Are Python/MATLAB/Mathematica numerical eigenvectors affected by eigenvalue degeneracies outside region of calculation?

At a glance I too would expect this problem to be pretty well behaved, because Hermitian eigendecomposition itself is pretty well behaved (real eigenvalues, orthogonal eigenvectors). One place where things might go wrong, is calling a routine/algorithm that is unaware of the Hermitian-ness of your input. In LAPACK, the routine you'd probably want is ZHEEV, which does offer guarantees you'd expect on a Hermitian eigendecomposition: orthogonal eigenvectors, real eigenvalues, even sorted for you. You can contrast this with ZGEEV, which can in principle compute the eigendecomposition just as well, but doesn't exploit the structure and doesn't offer the guarantees.

ZHEEV documentation.

ZGEEV documentation.

To clarify, the guarantees are from the problem properties, not the algorithm .. so if you accidentally use ZGEEV instead of ZHEEV, your eigenvectors will still be orthogonal but probably not to the same precision, your eigenvalues will be real but probably with some small/roundoff-level imaginary part, etc. They certainly won't be sorted because ZGEEV has no business trying to apply a sort to eigenvalues that it presumes to be complex. It's also entirely possible that the two algorithms have different sensitivity to degeneracy, because they are just using different transformations under the hood.

The sorting bit seems particularly noteworthy, as I expect you'd need some kind of "tracking"/continuity of the eigenpairs as you vary the t-parameter, otherwise you might inadvertently compute dot(x1,dx2) instead of dot(dx2,x1), or whatnot. Or worse yet, you might inadvertently finite difference x1(t+dt) with x2(t-dt), because they got scrambled/swapped during eigensolution.

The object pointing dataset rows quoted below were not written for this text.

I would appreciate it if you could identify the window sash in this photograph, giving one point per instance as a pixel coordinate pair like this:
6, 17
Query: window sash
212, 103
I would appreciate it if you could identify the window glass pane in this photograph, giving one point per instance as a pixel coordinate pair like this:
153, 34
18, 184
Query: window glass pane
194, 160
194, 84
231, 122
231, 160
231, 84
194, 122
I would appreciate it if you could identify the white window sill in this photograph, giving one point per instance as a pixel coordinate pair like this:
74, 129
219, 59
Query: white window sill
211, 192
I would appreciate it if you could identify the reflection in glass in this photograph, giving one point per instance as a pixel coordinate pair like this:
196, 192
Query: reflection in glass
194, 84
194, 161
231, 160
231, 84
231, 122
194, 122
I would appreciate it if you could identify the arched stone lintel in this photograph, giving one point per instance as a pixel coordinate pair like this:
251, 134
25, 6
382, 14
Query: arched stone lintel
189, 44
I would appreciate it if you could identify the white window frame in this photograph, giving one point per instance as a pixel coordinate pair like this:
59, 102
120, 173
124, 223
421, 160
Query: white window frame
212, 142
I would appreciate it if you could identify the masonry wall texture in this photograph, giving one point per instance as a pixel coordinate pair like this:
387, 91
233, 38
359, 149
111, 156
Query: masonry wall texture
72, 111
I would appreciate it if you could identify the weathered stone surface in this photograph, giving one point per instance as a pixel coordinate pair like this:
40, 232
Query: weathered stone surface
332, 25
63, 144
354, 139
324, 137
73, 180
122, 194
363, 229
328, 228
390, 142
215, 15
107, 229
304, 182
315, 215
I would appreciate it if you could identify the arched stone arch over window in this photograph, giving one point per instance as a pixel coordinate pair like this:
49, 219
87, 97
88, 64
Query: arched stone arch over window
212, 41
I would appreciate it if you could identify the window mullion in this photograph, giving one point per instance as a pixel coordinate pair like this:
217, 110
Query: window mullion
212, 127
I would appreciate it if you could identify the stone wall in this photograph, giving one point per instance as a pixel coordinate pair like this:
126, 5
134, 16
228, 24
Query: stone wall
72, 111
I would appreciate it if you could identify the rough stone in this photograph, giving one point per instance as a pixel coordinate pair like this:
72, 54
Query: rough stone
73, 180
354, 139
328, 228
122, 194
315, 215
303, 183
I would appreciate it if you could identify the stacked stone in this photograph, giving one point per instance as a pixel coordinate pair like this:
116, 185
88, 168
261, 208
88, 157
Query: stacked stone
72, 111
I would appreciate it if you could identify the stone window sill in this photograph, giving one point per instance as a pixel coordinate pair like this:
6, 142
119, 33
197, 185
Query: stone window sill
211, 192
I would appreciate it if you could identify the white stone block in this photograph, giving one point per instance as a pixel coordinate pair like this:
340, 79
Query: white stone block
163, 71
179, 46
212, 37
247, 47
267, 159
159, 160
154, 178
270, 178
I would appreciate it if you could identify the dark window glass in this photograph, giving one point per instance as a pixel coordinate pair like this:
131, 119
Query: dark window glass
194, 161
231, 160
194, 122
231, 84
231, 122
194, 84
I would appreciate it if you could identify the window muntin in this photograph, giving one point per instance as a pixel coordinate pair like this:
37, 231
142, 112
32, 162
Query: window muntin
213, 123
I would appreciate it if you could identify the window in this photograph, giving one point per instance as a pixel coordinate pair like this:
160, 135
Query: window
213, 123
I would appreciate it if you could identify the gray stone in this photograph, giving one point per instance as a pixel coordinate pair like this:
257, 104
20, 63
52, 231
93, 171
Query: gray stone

So I guess that's what I would dig into first, is making sure that you are informing whatever higher level programming environment you are using, about these symmetry/Hermitian properties so that it can dispatch to the right underlying algorithms. This might take the form of extra arguments ('symm=true', perhaps), or using special Hermitian-only matrix containers/types? Hard to say for certain. And make sure that you are really tracking/selecting the correct eigenvectors when you are differencing/dotting.